On October 20, 2025, AWS experienced a major outage in the North Virginia Region (us-east-1). The impact affected more than 170 services and countless customers across the globe. In short, this is the perfect opportunity to learn something. I’ll briefly explain what happened and share some thoughts about hyperscalers, our profession, and the importance of making informed choices.
The AWS outage of October 20
AWS manages thousands upon thousands of endpoints in order to provide a scalable and reliable global infrastructure. To achieve this, it relies heavily on automation for DNS changes. The ultra-simplified architecture is as follows:
We can identify two main components:
- DNS Planner: generates a plan (Plan), that is, a set of DNS records to be modified;
- DNS Enactor: applies a Plan to Route53, AWS’s DNS service;
The infrastructure includes numerous Enactors — after all, it’s a distributed architecture — and each of them performs a series of checks to ensure that its own Plan is the most recent before applying DNS records. However, due to some unusual delays, a situation occurred in which multiple Enactors considered different Plans to be valid and attempted to apply them within the same time window. In practice, a race condition arose among several Enactors and, as you can imagine, the less recent Plan ended up prevailing. As a result, some records related to DynamoDB management — included in the latest Plan — were overwritten with empty values, triggering cascading issues across multiple services and Regions, and impacting thousands of customers.
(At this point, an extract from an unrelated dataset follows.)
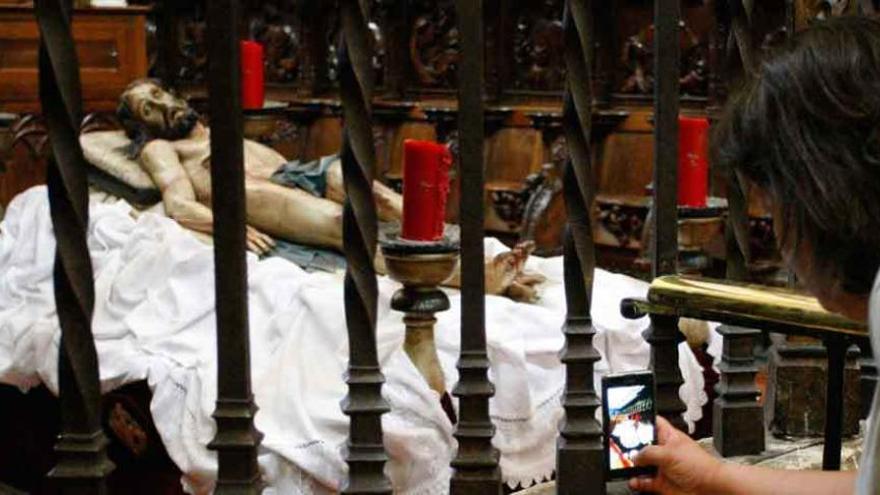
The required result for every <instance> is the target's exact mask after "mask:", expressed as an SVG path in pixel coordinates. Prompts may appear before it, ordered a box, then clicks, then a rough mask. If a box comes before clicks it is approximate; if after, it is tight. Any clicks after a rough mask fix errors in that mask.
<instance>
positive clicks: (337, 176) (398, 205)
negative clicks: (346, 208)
mask: <svg viewBox="0 0 880 495" xmlns="http://www.w3.org/2000/svg"><path fill="white" fill-rule="evenodd" d="M325 196H326V197H327V199H329V200H331V201H334V202H336V203H339V204H342V202H343V201H344V200H345V187H344V186H343V183H342V162H340V161H339V160H336V161H334V162H333V163H332V164H331V165H330V168H328V169H327V192H326V193H325ZM373 196H374V197H375V198H376V210H377V212H378V215H379V220H381V221H383V222H393V221H398V222H399V221H401V220H402V219H403V198H402V197H401V196H400V194H398V193H397V191H395V190H393V189H391V188H389V187H388V186H386V185H385V184H382V183H381V182H379V181H375V182H373Z"/></svg>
Are cloud providers really reliable?
The outage affected not only the N. Virginia Region (us-east-1) but also other Regions. In fact, many European companies also experienced issues.
Consider that the us-east-1 Region is a critical hub for the global infrastructure, as it hosts the Control Planes of many global services such as STS, IAM, Identity Center — which handle the authentication layer — DynamoDB Global Tables for multi-region replication, TLS certificates for CloudFront distributions (AWS’s CDN), and more. In short, this means that the Regions — including the European ones — depend on a single Region, which also happens to be the oldest, the largest, and the one that has historically experienced the most issues. This is quite thought-provoking, especially considering that AWS promotes operational excellence and cell-based architecture.
Incidents like this raise important questions: is it right to rely on an external provider, give up control of your own infrastructure, and remain powerless? Of course, similar doubts can also apply to other providers. Just remember the time when GCP accidentally deleted UniSuper’s account, an Australian pension fund. The cause was human error on the provider’s side — but it was the customer who paid the price.
The truth is that cognitive biases are always lurking, and pointing fingers becomes all too easy — especially since events like this send the romantics of the monolith and on-premise enthusiasts into a frenzy, convinced they’re safe in their ironclad setups. I don’t deny being subject to biases and my own certainties — I’m human, after all — but maintaining a critical mindset is essential, and questioning everything is part of the job. Hyperscalers like AWS remain, to this day, incredibly effective and unmatched solutions in terms of infrastructure, expertise, compliance, security, and communication management.
A matter of choices
Too often, the cloud is sold — or at least perceived — as a place where nothing bad can ever happen, so when something does, doubts begin to arise: it's the myth of infallibility. But the cloud is not magic: it’s simply a model for acquiring and releasing resources. In fact, the cloud teaches us the exact opposite — networks, servers, and human processes fail all the time. What we can do is study techniques to deal with these failures and improve the reliability of our services.
The options involve redundancy, disaster recovery strategies, testing strategies, and so on — including multi-region and multi-provider configurations. Of course, such efficient yet complex solutions require very high expertise and significant costs.
What you should always start with is an assessment of your tolerance for data loss and operational downtime — which will inevitably differ for each company. If you manage critical business operations, you should probably aim for the highest possible levels of resilience. If you run a small business, a simpler and more cost-effective solution might be more appropriate. It’s also worth considering serverless solutions, which, thanks to their pay-per-use model, can be highly efficient.
In short, the point is that simply being “in the cloud” is not enough. Truly adopting it means understanding the possibilities, making informed choices, and recognizing (and accepting) their consequences. I’ll conclude by inviting everyone to keep a critical eye — and by quoting one of my favorite lines, taken from Martin Fowler’s blog:"Software development is a young profession, and we are still learning the techniques and building the tools to do it effectively."